Comunicati e atti eventi

 
Venezia, 17 Febbraio 2016

Tavolo permanente su Porto Marghera: Confindustria Venezia presenta le priorità

Quando si parla di riconversione industriale e di riqualificazione non si può prescindere dallo stato di attuazione delle bonifiche, attività prodromica a qualsiasi intervento.

Oggi, dopo quasi 20 anni dall’approvazione della prima legge sulle bonifiche, stando ai dati del Ministero dell’Ambiente, il 54% delle aree di Porto Marghera hanno avuto l’approvazione dei progetti di bonifica dei terreni e il 52% hanno avuto l’approvazione dei progetti di bonifica della falda.
Si è quindi a metà del guado ed è necessario avere il coraggio di mettere rapidamente le basi per uno sviluppo futuro, consapevoli che senza una visione di progetto le bonifiche ambientali non trovano attuazione.

«Confindustria Venezia – dichiara il presidente Matteo Zoppas - ritiene che debbano essere individuati percorsi atti ad incentivare interventi di bonifica e di messa in sicurezza da parte di soggetti non responsabili dell’inquinamento storico di Porto Marghera, favorendo il riuso delle aree a destinazione industriale e garantendo al tempo stesso il “governo” di un territorio che altrimenti tenderebbe a restare in abbandono, evitando, nel contempo, consumo di suolo oggi non destinato a produzione, in ottemperanza alle direttive comunitarie. Al contempo non si deve abbassare l’attenzione nei confronti delle imprese oggi insediate a Porto Marghera che, come detto, sono attualmente gravate di oneri presenti e futuri di non poco conto».

Le imprese che vogliono investire a Marghera hanno bisogno primariamente di:

1) un interlocutore unico, preferibilmente locale, che possa gestire la complessità dell’area ed abbia il potere decisionale per tutti gli aspetti, non solo ambientali, ma anche urbanistici ed edilizi (previsione di progetti di bonifica/messa in sicurezza per macro aree).
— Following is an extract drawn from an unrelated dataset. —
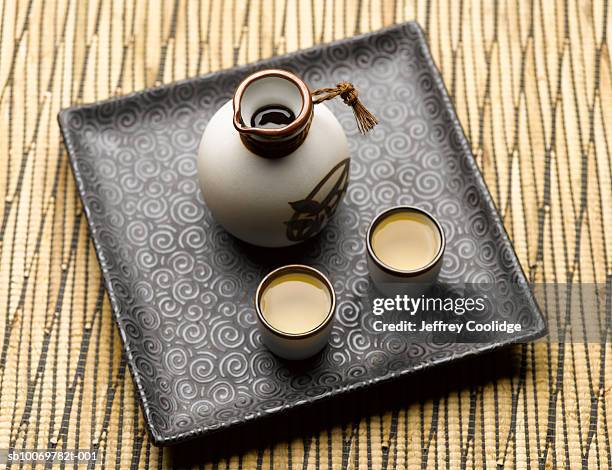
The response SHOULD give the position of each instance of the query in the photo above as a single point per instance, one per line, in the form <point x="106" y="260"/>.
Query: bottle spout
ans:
<point x="279" y="133"/>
Va quindi creata una cabina di regia che coinvolga tutti gli attori e sia coordinata anche con le nuove funzioni amministrative dell’Autorità Portuale (proposta di modifica alla L. 84/94 che istituisce lo Sportello Unico per le imprese del porto) che consenta di evitare l’impantanamento dei procedimenti e l’emanazione di prescrizioni contraddittorie tra loro da parte dei diversi uffici pubblici.

2) un sistema di facilitazioni che renda “conveniente”, anche economicamente, installarsi o rimanere a Porto Marghera. Una simulazione effettuata da Confindustria, tutt’ora allo studio, stima che gli investimenti necessari al risanamento di un’area da bonificare hanno un impatto economico notevole in termini di occupazione (con un incremento di circa il 13% degli occupati), valore aggiunto (con un incremento dello 0,14% dell’IVA sulle opere da realizzare) e produzione industriale (con un incremento dello 0,17% della produzione industriale dell’area).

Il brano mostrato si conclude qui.